Monday, December 8, 2014

Although these rats have fooled me before and have defied death, I'd say Romeo's days are definitely numbered. He's anorexic, can barely move, and is old as hell in ratty years. 

Andy thanked me for not dumping him after he visited (I don’t know why he thought I would do that at such a time). 

After the guilt bit me on the ass after "frivolously" dumping people years ago simply because I needed to "clear my head" or "find my way" or because I "didn't need" a particular person in my life, I vowed to be a better, more devoted friend. I may get annoyed with some people at times just as they do with me, but from here on out, in order to qualify for a Jodi dumping, you must have the following traits: 

The inability to accept me as I am without trying to control, change or judge me (though this doesn't mean you can't kindly tell me the color yellow looks shitty on me). 

The ability to lie to me. 

The willingness to use and abuse me at will to suit your own personal pleasures. 

An obvious lack of compassion and empathy should I become ill, poor, pissed, mad, sad or fearful of something be it a pack of angry wolves or the paperclip in my desk drawer. 

If you do not have any of these traits then you do not qualify for me to stick my finger down my throat and purge you out of my life. 

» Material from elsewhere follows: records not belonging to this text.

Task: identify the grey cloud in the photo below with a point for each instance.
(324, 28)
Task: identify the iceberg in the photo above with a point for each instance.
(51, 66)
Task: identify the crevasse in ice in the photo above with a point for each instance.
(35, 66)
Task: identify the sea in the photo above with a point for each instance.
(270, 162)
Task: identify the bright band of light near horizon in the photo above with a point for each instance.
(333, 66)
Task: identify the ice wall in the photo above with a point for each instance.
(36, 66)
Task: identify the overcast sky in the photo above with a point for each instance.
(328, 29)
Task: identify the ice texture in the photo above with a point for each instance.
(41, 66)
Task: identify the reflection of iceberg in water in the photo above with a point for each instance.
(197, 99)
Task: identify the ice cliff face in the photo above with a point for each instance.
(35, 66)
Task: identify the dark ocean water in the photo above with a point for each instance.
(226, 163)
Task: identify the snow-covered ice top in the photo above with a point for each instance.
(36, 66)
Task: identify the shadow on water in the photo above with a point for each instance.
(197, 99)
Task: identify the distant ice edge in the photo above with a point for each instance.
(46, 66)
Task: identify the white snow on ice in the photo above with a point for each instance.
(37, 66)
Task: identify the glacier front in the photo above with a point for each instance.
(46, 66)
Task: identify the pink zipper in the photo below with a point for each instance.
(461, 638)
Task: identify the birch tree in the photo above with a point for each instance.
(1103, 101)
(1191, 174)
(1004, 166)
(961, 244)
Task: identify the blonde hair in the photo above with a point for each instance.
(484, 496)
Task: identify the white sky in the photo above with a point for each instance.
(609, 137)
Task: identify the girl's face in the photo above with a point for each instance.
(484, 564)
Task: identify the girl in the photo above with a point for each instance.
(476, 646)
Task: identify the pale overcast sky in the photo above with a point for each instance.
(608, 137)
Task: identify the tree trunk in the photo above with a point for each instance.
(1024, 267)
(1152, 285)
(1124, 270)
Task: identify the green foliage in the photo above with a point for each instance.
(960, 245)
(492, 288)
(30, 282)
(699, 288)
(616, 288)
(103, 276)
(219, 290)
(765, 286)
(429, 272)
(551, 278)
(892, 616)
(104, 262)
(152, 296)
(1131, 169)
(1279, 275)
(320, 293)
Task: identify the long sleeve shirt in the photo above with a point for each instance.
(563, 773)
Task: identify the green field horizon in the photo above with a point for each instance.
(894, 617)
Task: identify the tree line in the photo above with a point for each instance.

So that’s basically it! I mean there are a few other things that could drive me away – making false accusations against me, becoming overly clingy/demanding, having major trust issues, which basically means you wouldn’t believe a damn thing I (or anyone else) said, or acting extremely moody/contradictory. It has always annoyed the hell out of me when people feel one way one minute, then another the next, on a constant basis, or when they can’t follow through with their word. Excessive repetitiveness gets to me at times too, when all people want to do is discuss the same damn few subjects all the time, most of which I know nothing about and probably don’t want to. It’s highly unlikely I’d let someone go for being repetitive, though. We all get hung up on certain things at times. Oh, and I could definitely do without stupidity and immaturity at times, too. 

Dreams: I had a pet snake that crawled under a friend’s chair which I pulled out. The friend ran scared anyway. I also had a puppy or a small dog and was watching a reality show where a woman met some people she’d known in her abusive childhood, and was saying she had forgiven one woman who was particularly nasty to her in school. 

In the last dream, I hadn’t seen Tom for 9 years, though I have no idea why. I asked him what his best and worst experiences were during those years. He said his best was a computer program he wrote, and his worst was a foot injury.